Almost no one paid attention to Maggie. Even if they had known she was speaking Etruscan, no one in the store knew how much of a marvel that was.
At the meeting of worlds:
It stirred.
Here, without place, and with only tenuous connection to time, there was only one Walmart.
Jason, Marie, Alex, Joslyn, and Maggie were as one. They stood in the same place, walking the same path, at the same pace. Their name was a five part cacophony: its name. Their every footstep added to a symbol with but one meaning: come hither.
Jason, having found his marble, walked out the door; Marie felt her symbol was complete; Alex followed the child out of the store; Joslyn's GPS read, "Return home and await the appointed hour;" Marie said, "Let it be done," in Etruscan as she exited.
It heeded the call.
"There have never been plumbing problems in--"
The pipes rumbled, gurgled, and resembled a very disturbed digestive system in their sonic display.
"Then what do you call that?"
"That's not... RUN!"
"So, tell me again, what's wrong with the pipes?"
"You mean besides the fact that they've become the living homes of a gestalt entity that wants to eat our brains?"
"Yes, besides that."
"Uh... nothing."
"Then I don't see why we can't keep the stores open."

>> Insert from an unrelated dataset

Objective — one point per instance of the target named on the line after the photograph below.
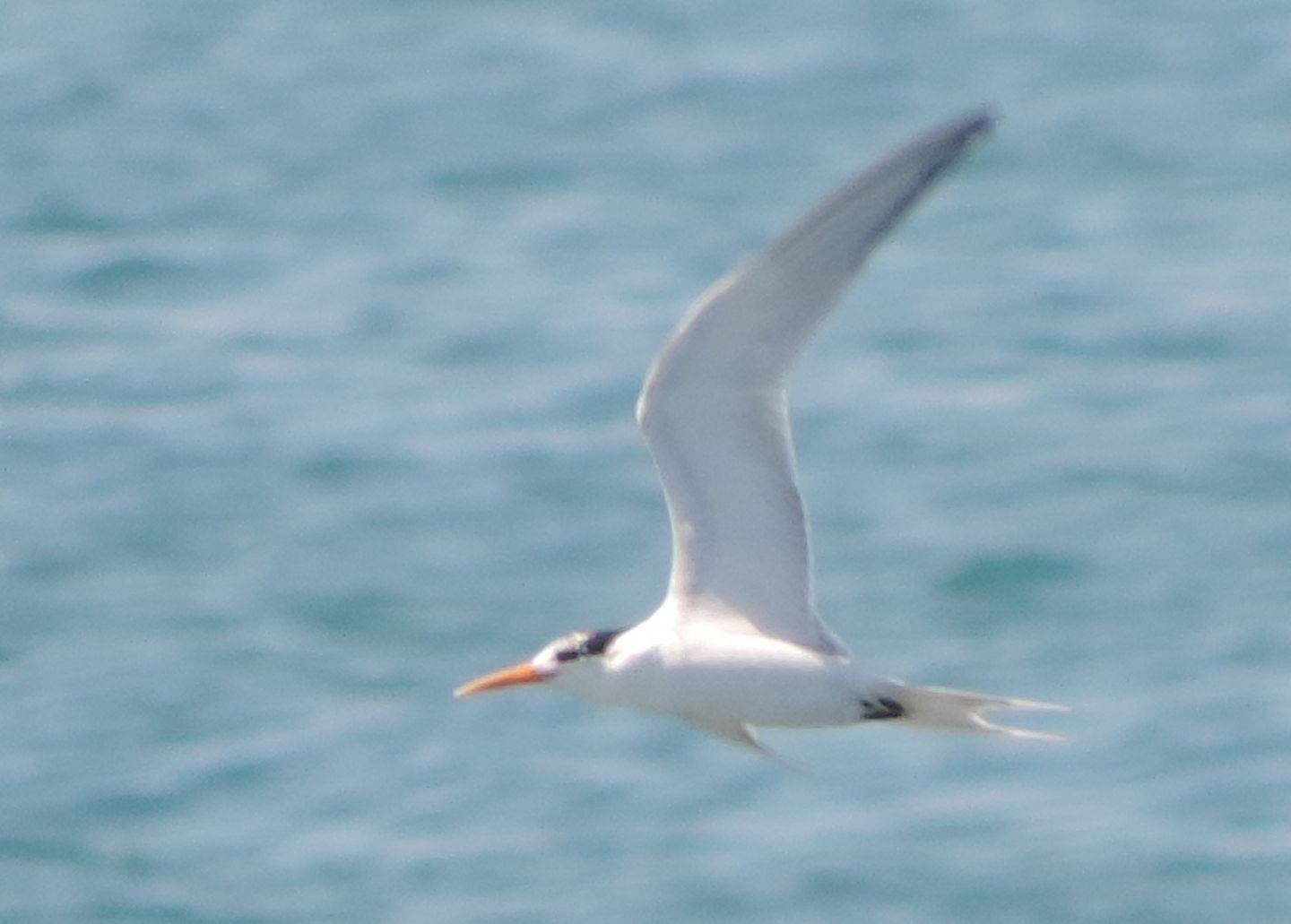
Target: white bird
(736, 643)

"Did you miss the part where it would destroy the souls and devour the bodies of our employees?"
"And our customers?"
"So what? Closing the stores will substantially cut into our profits."
"If all of our customers are dead, we won't have any profits."
"We need at least eighteen months to make these locations safe, anything less than absolutely committing to eradicating the menace and the infection could spread to every Walmart on earth."
"There is no way that I'd authorize that, the lost profits are too high."
"Six months and not a nanosecond more."
"There's no way we can do it in that little time."
"The decision is final."



  1. Nice. I especially like the last bit, with the conversation.

  2. It's depressing how realistic I find that last bit of conversation.